CTV News caught up with Paul Frontczak as he arrived Friday morning just after 9 am at the Greater Sudbury Airport. He was onboard the flight that was hit by a fuel truck in Toronto early this morning.

He described his experience.

“So, I was on the last leg of my journey from Sydney, Australia and the flight was delayed several times to come to Sudbury, and finally it got released and we flew here to Sudbury. Fog was extremely thick. We circled probably about 30 to 40 minutes and then the pilot decided we’ve got to go back. He couldn’t land it. So, the landing was fine. We were approaching the terminal and on the left side, a vehicle, a large vehicle was barreling. It appeared parallel to us, but suddenly ‘bang’ it hit the front of the aircraft. Threw the aircraft in one direction, it spun to the opposite, and then it looks like either the front or the rear of it hit the back of the airplane.” said Frontczak.
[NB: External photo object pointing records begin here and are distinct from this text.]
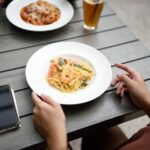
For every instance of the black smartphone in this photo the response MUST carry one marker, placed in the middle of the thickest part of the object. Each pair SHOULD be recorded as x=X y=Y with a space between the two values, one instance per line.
x=9 y=118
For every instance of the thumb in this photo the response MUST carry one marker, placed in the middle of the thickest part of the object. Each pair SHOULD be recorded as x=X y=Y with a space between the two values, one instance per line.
x=128 y=81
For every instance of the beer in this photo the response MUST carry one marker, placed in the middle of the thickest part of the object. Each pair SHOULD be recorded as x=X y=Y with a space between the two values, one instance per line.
x=92 y=11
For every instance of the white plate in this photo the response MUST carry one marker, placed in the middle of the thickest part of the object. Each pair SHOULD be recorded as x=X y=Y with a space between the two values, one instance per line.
x=38 y=64
x=14 y=8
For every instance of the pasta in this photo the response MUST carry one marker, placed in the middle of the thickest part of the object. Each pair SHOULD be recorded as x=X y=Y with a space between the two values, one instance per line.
x=68 y=75
x=40 y=13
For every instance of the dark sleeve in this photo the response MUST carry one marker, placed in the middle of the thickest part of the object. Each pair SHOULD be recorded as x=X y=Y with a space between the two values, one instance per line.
x=140 y=141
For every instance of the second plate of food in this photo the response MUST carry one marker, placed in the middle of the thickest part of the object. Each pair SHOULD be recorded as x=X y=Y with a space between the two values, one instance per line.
x=39 y=15
x=69 y=72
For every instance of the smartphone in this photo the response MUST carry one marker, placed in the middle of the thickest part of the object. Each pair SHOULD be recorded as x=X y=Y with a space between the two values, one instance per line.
x=9 y=118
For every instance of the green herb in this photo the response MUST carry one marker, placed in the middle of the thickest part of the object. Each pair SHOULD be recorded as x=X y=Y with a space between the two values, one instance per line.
x=84 y=83
x=81 y=67
x=61 y=61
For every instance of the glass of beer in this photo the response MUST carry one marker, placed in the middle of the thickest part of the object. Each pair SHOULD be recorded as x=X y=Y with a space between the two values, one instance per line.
x=91 y=11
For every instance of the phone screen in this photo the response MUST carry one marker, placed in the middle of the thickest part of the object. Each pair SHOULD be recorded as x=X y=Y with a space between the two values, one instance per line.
x=8 y=112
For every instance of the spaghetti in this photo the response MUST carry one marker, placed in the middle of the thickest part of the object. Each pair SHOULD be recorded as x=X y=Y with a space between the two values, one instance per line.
x=40 y=13
x=68 y=75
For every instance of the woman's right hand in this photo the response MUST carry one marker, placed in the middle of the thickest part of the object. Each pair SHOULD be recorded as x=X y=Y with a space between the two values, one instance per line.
x=2 y=3
x=133 y=83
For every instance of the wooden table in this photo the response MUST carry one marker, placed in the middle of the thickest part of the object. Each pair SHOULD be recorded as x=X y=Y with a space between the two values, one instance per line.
x=111 y=37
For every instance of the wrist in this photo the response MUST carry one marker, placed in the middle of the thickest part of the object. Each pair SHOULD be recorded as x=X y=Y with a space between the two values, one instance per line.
x=57 y=143
x=147 y=104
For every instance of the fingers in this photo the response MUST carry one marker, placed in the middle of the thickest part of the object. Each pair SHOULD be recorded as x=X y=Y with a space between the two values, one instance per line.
x=37 y=101
x=115 y=81
x=127 y=69
x=119 y=88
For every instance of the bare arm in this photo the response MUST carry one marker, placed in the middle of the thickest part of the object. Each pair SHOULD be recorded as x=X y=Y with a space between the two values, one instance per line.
x=133 y=83
x=49 y=120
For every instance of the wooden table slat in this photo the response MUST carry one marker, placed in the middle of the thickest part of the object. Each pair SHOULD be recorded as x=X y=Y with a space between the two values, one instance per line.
x=25 y=39
x=95 y=111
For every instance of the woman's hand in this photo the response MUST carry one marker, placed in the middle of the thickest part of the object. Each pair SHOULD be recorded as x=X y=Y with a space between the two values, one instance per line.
x=133 y=83
x=2 y=3
x=49 y=120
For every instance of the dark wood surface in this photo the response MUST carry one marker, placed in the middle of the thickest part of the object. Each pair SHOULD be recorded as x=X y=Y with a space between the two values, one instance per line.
x=111 y=37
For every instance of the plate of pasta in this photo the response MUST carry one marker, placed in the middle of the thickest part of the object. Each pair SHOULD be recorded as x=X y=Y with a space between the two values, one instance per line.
x=69 y=72
x=39 y=15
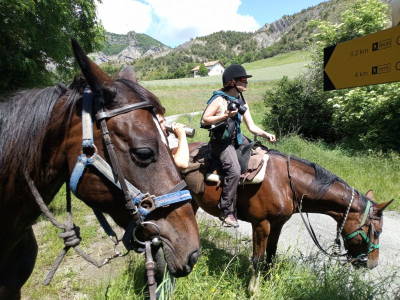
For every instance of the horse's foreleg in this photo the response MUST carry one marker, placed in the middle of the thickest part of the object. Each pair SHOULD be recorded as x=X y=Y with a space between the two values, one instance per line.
x=260 y=238
x=195 y=206
x=17 y=267
x=272 y=244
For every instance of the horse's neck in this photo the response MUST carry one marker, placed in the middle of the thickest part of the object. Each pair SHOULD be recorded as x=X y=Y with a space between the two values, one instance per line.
x=333 y=203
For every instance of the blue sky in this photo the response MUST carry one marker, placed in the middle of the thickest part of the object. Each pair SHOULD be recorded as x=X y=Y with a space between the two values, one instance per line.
x=174 y=22
x=268 y=11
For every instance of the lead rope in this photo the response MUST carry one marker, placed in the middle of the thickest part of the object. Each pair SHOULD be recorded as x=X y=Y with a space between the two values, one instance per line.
x=70 y=232
x=337 y=246
x=151 y=282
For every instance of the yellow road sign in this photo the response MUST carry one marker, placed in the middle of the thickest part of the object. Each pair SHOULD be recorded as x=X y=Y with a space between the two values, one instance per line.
x=371 y=59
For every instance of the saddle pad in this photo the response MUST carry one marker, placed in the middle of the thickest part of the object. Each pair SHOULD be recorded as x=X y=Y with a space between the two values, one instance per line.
x=257 y=179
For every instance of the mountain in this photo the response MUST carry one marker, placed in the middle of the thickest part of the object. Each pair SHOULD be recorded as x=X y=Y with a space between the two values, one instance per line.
x=289 y=33
x=128 y=47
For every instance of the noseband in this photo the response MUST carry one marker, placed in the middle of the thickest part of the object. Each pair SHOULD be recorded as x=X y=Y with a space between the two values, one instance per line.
x=368 y=216
x=138 y=204
x=368 y=213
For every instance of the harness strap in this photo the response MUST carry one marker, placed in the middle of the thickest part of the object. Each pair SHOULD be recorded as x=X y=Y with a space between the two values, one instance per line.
x=112 y=113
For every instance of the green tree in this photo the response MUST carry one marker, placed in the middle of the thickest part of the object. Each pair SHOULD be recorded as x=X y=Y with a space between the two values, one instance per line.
x=203 y=71
x=34 y=33
x=365 y=117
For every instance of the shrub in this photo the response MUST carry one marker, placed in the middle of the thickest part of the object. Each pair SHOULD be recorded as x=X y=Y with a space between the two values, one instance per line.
x=296 y=108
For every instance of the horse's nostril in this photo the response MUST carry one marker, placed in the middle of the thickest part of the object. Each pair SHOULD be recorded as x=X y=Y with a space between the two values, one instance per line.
x=193 y=258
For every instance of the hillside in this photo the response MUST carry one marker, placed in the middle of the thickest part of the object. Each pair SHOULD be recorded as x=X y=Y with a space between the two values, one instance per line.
x=289 y=33
x=128 y=47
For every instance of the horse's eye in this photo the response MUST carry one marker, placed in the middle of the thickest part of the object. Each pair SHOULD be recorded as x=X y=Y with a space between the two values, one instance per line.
x=142 y=156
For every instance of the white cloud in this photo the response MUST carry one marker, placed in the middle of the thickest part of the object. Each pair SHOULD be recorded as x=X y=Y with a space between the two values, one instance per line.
x=175 y=21
x=121 y=16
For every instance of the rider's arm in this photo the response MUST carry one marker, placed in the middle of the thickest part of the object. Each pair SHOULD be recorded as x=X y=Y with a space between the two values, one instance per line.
x=210 y=117
x=181 y=153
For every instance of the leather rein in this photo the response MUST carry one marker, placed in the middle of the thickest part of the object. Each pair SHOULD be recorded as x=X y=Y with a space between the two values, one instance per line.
x=367 y=216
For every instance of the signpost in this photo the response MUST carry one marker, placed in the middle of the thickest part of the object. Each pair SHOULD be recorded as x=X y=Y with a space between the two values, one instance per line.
x=395 y=12
x=371 y=59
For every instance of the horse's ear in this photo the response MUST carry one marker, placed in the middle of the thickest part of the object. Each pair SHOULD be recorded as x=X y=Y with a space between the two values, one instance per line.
x=127 y=73
x=382 y=206
x=92 y=72
x=370 y=194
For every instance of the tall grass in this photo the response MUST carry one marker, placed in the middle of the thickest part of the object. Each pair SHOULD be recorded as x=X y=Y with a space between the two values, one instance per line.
x=224 y=271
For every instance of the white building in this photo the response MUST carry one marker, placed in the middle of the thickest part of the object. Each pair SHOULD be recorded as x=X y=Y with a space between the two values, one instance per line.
x=214 y=68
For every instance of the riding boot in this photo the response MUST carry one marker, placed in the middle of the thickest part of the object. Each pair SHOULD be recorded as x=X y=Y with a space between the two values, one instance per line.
x=233 y=208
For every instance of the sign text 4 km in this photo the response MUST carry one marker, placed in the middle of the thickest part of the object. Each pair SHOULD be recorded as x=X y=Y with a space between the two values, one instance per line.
x=371 y=59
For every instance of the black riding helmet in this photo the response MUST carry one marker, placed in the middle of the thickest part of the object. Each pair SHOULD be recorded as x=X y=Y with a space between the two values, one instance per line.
x=234 y=71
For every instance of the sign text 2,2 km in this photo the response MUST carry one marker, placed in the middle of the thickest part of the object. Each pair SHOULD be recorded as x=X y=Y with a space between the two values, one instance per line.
x=371 y=59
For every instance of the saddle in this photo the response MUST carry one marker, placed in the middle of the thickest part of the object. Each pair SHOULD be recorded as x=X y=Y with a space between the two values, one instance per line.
x=203 y=166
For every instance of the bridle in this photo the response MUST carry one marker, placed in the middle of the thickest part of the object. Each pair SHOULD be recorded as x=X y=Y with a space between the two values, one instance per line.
x=137 y=203
x=367 y=216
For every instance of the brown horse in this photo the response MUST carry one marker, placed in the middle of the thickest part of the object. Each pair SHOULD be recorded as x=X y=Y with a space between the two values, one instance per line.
x=41 y=140
x=290 y=182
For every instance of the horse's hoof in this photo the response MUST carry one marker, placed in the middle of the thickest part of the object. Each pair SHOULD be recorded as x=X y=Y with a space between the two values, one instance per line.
x=254 y=284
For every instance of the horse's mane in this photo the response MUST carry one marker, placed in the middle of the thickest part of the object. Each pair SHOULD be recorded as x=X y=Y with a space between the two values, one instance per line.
x=323 y=179
x=25 y=128
x=143 y=93
x=25 y=118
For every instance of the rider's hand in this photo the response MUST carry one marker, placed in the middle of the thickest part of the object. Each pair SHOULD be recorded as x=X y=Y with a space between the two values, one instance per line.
x=231 y=113
x=270 y=137
x=179 y=129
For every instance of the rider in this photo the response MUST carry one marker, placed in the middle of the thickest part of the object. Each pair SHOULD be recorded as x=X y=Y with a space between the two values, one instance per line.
x=226 y=108
x=181 y=153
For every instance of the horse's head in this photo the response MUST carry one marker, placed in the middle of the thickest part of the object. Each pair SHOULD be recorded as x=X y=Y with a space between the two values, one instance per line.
x=361 y=232
x=126 y=134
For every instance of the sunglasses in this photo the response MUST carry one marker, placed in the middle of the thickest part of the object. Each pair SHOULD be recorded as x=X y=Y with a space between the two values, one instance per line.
x=242 y=80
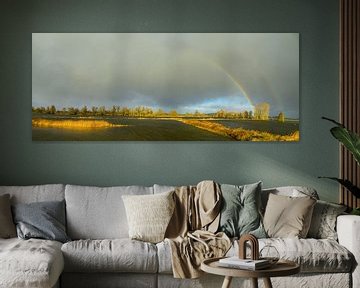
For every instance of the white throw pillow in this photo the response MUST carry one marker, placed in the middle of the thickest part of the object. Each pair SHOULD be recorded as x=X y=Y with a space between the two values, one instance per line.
x=288 y=217
x=149 y=215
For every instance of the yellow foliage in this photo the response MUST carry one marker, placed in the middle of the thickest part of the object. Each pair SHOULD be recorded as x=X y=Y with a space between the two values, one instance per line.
x=241 y=134
x=72 y=124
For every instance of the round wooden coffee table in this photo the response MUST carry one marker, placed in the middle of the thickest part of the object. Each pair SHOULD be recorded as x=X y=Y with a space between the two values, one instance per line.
x=281 y=268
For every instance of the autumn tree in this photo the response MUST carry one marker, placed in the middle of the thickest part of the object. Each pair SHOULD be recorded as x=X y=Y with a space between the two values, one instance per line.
x=281 y=117
x=84 y=111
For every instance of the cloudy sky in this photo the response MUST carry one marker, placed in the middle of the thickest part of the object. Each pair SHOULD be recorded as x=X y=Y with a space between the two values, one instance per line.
x=182 y=71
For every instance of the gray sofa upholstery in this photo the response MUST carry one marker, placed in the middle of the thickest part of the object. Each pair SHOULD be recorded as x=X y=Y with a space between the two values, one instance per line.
x=101 y=255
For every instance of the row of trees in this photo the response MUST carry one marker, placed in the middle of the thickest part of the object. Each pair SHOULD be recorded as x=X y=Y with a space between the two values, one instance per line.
x=261 y=112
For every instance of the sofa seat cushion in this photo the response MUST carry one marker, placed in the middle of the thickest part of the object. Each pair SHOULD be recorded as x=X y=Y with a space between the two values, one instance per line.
x=30 y=263
x=313 y=255
x=115 y=255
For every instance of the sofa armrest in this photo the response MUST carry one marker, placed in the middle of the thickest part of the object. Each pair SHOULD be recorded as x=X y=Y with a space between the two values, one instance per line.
x=348 y=230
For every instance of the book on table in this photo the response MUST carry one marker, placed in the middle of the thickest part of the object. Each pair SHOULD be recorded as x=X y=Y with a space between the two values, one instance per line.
x=236 y=262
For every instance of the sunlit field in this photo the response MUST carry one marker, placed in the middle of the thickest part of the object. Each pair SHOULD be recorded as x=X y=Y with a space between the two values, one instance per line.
x=58 y=128
x=73 y=124
x=241 y=134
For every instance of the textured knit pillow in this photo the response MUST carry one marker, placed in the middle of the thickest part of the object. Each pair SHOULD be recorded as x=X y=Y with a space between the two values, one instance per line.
x=323 y=222
x=43 y=220
x=149 y=215
x=7 y=226
x=240 y=213
x=288 y=217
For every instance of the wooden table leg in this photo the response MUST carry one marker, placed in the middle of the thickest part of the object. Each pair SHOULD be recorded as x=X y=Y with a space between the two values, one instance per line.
x=227 y=282
x=254 y=282
x=267 y=283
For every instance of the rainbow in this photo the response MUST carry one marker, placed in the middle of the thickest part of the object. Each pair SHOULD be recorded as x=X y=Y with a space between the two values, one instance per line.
x=228 y=75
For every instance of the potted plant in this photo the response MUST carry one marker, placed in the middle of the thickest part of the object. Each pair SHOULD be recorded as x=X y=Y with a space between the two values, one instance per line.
x=351 y=141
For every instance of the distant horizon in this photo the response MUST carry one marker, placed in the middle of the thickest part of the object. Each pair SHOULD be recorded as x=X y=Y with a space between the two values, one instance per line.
x=185 y=72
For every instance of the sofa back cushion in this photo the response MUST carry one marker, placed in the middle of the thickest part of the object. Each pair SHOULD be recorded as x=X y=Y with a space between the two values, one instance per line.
x=290 y=191
x=37 y=193
x=98 y=213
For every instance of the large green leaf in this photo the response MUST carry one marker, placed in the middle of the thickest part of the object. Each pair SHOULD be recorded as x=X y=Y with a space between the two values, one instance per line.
x=348 y=185
x=349 y=139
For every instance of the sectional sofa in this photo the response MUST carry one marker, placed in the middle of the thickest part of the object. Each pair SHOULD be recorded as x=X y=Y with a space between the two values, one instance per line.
x=102 y=255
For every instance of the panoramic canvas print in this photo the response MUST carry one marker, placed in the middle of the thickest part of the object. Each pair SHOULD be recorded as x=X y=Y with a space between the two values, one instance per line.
x=165 y=86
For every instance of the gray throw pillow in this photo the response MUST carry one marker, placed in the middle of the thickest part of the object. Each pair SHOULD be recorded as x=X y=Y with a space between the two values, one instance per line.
x=7 y=227
x=323 y=222
x=240 y=213
x=43 y=220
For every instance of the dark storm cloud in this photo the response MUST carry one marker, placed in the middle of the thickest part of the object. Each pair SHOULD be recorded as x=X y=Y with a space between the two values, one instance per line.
x=170 y=71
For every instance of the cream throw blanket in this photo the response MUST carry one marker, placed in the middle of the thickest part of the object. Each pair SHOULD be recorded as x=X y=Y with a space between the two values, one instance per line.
x=191 y=231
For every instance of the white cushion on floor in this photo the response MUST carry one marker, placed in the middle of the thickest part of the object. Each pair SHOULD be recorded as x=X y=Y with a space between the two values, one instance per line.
x=30 y=263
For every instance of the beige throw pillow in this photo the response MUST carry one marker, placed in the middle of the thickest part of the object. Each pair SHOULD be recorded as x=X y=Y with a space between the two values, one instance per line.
x=7 y=226
x=288 y=217
x=149 y=215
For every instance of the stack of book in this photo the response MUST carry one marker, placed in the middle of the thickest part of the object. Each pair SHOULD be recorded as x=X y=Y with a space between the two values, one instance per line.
x=248 y=264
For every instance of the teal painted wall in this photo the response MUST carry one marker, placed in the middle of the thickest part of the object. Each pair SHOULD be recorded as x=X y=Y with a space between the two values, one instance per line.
x=25 y=162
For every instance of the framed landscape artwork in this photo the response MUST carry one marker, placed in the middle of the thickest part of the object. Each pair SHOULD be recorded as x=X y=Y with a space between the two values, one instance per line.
x=165 y=86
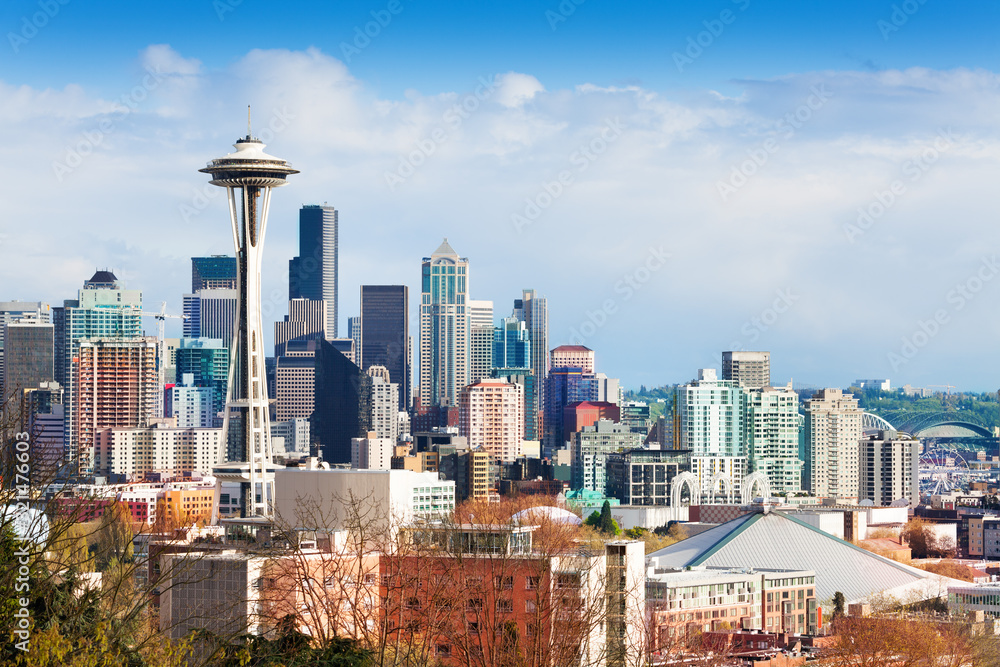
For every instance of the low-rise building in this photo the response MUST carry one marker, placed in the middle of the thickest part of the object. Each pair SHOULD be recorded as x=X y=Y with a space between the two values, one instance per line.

He says passengers began screaming after the impact.

“The worst thing was, almost immediately, so it came to a stop. It seemed to be sliding and I think it was because it was wet, all the rain on the road. So, yeah, there were quite a few yells and stuff, and it stopped pretty quickly, but then we started to smell aviation fuel and that’s when panic started.” said Frontczak.

Judi McMartin was also a passenger on flight 8615.

“A fuel truck kind of came out of nowhere, hit the front of the plane where the pilot was, spun us around, hit the back, where I was, and it just shook. I’ve never in my life, you know if you grabbed a little kid’s toy and shook it. And scared a lot of people. I saw it coming right at the very end, so I braced myself, but most everybody else didn’t.” said McMartin.